Ye S, Watts G F, Mandalia S, Humphries S E, Henney A M
Department of Medicine, University College London Medical School.
Br Heart J. 1995 Mar;73(3):209-15. doi: 10.1136/hrt.73.3.209.
Stromelysin is a member of the family of metalloproteinases that degrade extracellular matrix. In situ hybridisation and histopathological studies suggest that stromelysin activity may be important in the connective tissue remodelling processes associated with atherogenesis and plaque rupture. Single strand conformation polymorphism analysis identified a common polymorphism in the stromelysin gene promoter located 1171 bp upstream from the start of transcription in which one allele has a run of six adenosines (6A) and another has five adenosines (5A). 72 men with coronary heart disease, were genotyped. They were participants in the St Thomas' Atherosclerosis Regression Study who were randomised to receive usual care (UC), dietary intervention (D), or diet plus cholestyramine (DC), with angiography at baseline and at 39 months. In these patients the frequency of the 5A allele was 0.49 (95% CI from 0.41 to 0.57) and was not significantly different from that in a sample of 354 healthy UK men. In the UC group, patients who were homozygous for the 6A allele showed greater progression of angiographic disease than those with other genotypes: the minimum absolute width of coronary segments decreased by 0.04 (SEM 0.10) mm for 5A5A, 0.20 (0.07) mm for 5A6A, and 0.67 (0.19) mm for 6A6A (P < 0.01). The findings were similar but slightly less significant for the change in mean absolute width of coronary segments (P < 0.05). No significant associations were seen in patients in the D or DC groups. In data pooled from the three treatment groups, the 6A6A genotype was significantly associated with greater progression of coronary atherosclerosis than other genotypes in patients with baseline percentage diameter stenosis less than 20% (P < 0.05), but not in those with baseline percentage diameter stenosis greater than or equal to 20%. These results provide the first evidence of a link between genetic variation in stromelysin and progression of coronary atherosclerosis and support the hypothesis that connective tissue remodeling mediated by metalloproteinases contribute to the pathogenesis of atherosclerosis.

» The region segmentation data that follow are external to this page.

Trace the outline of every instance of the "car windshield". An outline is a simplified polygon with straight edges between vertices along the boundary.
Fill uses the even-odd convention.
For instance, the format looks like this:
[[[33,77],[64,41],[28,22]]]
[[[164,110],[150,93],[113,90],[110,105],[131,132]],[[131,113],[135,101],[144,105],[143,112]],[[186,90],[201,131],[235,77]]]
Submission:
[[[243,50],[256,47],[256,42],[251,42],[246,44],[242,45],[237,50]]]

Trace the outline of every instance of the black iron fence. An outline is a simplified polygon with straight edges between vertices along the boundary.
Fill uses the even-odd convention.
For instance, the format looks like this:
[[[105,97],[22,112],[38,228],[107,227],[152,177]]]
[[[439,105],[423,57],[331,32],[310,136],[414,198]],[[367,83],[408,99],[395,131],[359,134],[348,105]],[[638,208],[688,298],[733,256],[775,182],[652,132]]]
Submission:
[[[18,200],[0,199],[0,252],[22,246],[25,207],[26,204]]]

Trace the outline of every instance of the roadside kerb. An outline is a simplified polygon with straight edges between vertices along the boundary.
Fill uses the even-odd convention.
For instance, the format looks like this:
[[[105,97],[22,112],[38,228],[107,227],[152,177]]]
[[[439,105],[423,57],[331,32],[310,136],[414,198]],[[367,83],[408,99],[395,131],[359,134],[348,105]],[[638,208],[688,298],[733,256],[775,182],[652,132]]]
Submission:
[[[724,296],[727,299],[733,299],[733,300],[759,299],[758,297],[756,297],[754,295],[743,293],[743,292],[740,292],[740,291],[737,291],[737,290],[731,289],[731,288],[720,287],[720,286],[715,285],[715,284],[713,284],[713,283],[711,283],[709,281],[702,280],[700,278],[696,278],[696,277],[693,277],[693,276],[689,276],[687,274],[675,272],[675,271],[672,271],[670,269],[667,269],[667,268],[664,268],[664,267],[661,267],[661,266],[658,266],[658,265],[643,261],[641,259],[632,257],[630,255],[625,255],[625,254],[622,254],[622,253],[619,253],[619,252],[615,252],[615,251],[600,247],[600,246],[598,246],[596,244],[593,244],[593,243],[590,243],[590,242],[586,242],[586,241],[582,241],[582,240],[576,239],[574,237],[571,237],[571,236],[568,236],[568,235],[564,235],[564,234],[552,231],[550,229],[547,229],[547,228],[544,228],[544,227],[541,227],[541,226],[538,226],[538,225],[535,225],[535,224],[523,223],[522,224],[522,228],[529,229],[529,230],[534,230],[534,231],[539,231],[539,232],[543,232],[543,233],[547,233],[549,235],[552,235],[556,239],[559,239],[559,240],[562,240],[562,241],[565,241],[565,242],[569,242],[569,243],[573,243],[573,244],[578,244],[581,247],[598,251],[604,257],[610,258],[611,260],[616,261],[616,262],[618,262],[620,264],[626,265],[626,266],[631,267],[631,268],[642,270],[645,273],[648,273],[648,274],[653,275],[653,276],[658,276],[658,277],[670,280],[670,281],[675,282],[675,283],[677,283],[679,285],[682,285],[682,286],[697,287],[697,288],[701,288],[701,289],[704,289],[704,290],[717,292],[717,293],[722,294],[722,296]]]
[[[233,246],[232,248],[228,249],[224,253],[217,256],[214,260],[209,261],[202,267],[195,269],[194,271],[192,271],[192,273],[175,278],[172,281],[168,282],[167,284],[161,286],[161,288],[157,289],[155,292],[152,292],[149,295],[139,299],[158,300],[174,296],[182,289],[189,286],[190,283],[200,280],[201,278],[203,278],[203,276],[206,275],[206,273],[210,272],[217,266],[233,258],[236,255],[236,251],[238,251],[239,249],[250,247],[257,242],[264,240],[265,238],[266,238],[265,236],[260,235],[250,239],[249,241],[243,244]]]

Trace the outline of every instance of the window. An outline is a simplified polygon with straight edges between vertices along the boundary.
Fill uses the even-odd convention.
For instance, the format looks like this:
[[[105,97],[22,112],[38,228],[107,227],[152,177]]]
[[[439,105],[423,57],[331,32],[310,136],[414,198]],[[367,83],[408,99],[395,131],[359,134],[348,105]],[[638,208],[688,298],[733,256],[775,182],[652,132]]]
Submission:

基质溶解素是降解细胞外基质的金属蛋白酶家族的一员。原位杂交和组织病理学研究表明,基质溶解素活性在与动脉粥样硬化形成和斑块破裂相关的结缔组织重塑过程中可能很重要。单链构象多态性分析在转录起始点上游1171 bp处的基质溶解素基因启动子中发现了一种常见的多态性,其中一个等位基因有六个腺苷连续排列(6A),另一个有五个腺苷(5A)。对72名冠心病男性进行了基因分型。他们是圣托马斯动脉粥样硬化消退研究的参与者,被随机分配接受常规护理(UC)、饮食干预(D)或饮食加胆酸螯合剂(DC),并在基线和39个月时进行血管造影。在这些患者中,5A等位基因的频率为0.49(95%可信区间为0.41至0.57),与354名健康英国男性样本中的频率无显著差异。在UC组中,6A等位基因纯合的患者与其他基因型患者相比,血管造影疾病进展更大:5A5A基因型患者冠状动脉节段的最小绝对宽度减少了0.04(标准误0.10)mm,5A6A基因型患者减少了0.20(0.07)mm,6A6A基因型患者减少了0.67(0.19)mm(P<0.01)。冠状动脉节段平均绝对宽度变化的结果相似,但显著性略低(P<0.05)。在D组或DC组患者中未发现显著关联。在三个治疗组汇总的数据中,对于基线直径狭窄百分比小于20%的患者,6A6A基因型与冠状动脉粥样硬化进展大于其他基因型显著相关(P<0.05),但对于基线直径狭窄百分比大于或等于20%的患者则不然。这些结果首次证明了基质溶解素基因变异与冠状动脉粥样硬化进展之间的联系,并支持金属蛋白酶介导的结缔组织重塑有助于动脉粥样硬化发病机制的假说。